Augusta abrió el papel con creciente temor; el mensaje era breve y anónimo.
Si quiere saber la verdad sobre su hermano, acuda al callejón situado detrás de su casa a medianoche. No se lo diga a nadie, pues de lo contrario no obtendrá la prueba que busca.
– Augusta, esto es lo más maravilloso que he visto -le confió Meredith, con la vista todavía fija en el globo que subía-. ¿Adónde iremos mañana?
– Al anfiteatro Astley -murmuró Augusta distraída, guardando la nota en el bolso-. Según el Times, actuarán jinetes malabares y habrá fuegos de artificio.

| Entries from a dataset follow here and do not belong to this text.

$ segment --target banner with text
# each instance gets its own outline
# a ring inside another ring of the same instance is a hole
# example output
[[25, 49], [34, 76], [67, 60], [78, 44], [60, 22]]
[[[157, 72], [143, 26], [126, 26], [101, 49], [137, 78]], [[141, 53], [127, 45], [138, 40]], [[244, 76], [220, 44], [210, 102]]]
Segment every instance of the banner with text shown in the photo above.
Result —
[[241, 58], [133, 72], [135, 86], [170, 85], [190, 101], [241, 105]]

– Será hermoso, pero no creo que sea tan estupendo como la ascensión del globo. -Meredith se volvió para echar la última mirada al globo del señor Mitford que comenzaba a dejar los límites de la ciudad-. ¿Vendrá papá con nosotras?
– Lo dudo, Meredith. Tiene muchas cosas que atender en la ciudad. Tenemos que entretenernos solas.

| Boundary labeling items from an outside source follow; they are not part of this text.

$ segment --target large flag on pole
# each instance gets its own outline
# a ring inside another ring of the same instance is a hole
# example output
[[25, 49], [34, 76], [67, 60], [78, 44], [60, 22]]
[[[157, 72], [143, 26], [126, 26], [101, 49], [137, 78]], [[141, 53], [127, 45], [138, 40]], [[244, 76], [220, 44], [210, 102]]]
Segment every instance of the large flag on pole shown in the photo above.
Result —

Meredith esbozó su característica sonrisa lenta y pensativa.
– Lo estamos haciendo a las mil maravillas, ¿no es así?
– Así es.
Cuando Augusta y Meredith entraron al vestíbulo, Harry abrió la puerta del estudio. Sus ojos buscaron los de Augusta y sonrió.
– ¿Os ha gustado la ascensión en globo?
– Muy interesante -dijo Augusta con frialdad. Sólo podía pensar en la nota que guardaba en el bolso. Ansiaba correr escaleras arriba y releerla en privado.
– ¡Oh, papá, ha sido asombroso! -se exaltó Meredith-. Augusta me compró un pañuelo de recuerdo con un dibujo del señor Mitford en el globo. Y dijo que tú me explicarías por qué la gente siente frío allá arriba aunque estén más cerca del sol.
Harry alzó una ceja y lanzó a Augusta una mirada divertida, mientras respondía a su hija:
– Conque te lo explicaría yo, ¿eh? ¿Por qué cree que sabría la respuesta?
– Vamos, Graystone -lo increpó Augusta-. Por lo general, tienes respuesta para todo, ¿verdad?
– ¡Augusta…!
– ¿Saldrás esta noche otra vez?
– Por desgracia, sí. Es posible que vuelva tarde.
– Entonces no te esperaremos. -Sin aguardar respuesta, subió las escaleras hacia el dormitorio. Echó una mirada al sesgo y vio que Meredith tiraba de la manga de su padre.
– ¡Papá!
– Vamos a la biblioteca, Meredith. Trataré de responder a tu pregunta.
Augusta oyó que se cerraba la puerta de la biblioteca. Se alzó las faldas y subió el resto corriendo. En cuanto estuvo a salvo en la intimidad de su cuarto, se dejó caer en una silla junto al escritorio y abrió el bolso. «Si quiere saber la verdad sobre su hermano…»
Quizás esta vez Graystone no tuviera todas las respuestas. «Yo le enseñaré», se prometió Augusta. Hallaría la prueba de la inocencia de su hermano y dejaría atónito a Harry.
Después de pensarlo cuidadosamente, Augusta decidió que el modo más seguro de salir de la casa al jardín era por la ventana de la biblioteca de su esposo.
La única alternativa era la puerta trasera, pero tendría que pasar por la cocina, próxima a las habitaciones de los sirvientes. Corría el riesgo de despertar a alguno.
No tuvo dificultes en abrir la ventana de la biblioteca y deslizarse afuera, al jardín. Después de todo, la noche que había venido a ver a Harry había probado el mismo camino, pero a la inversa.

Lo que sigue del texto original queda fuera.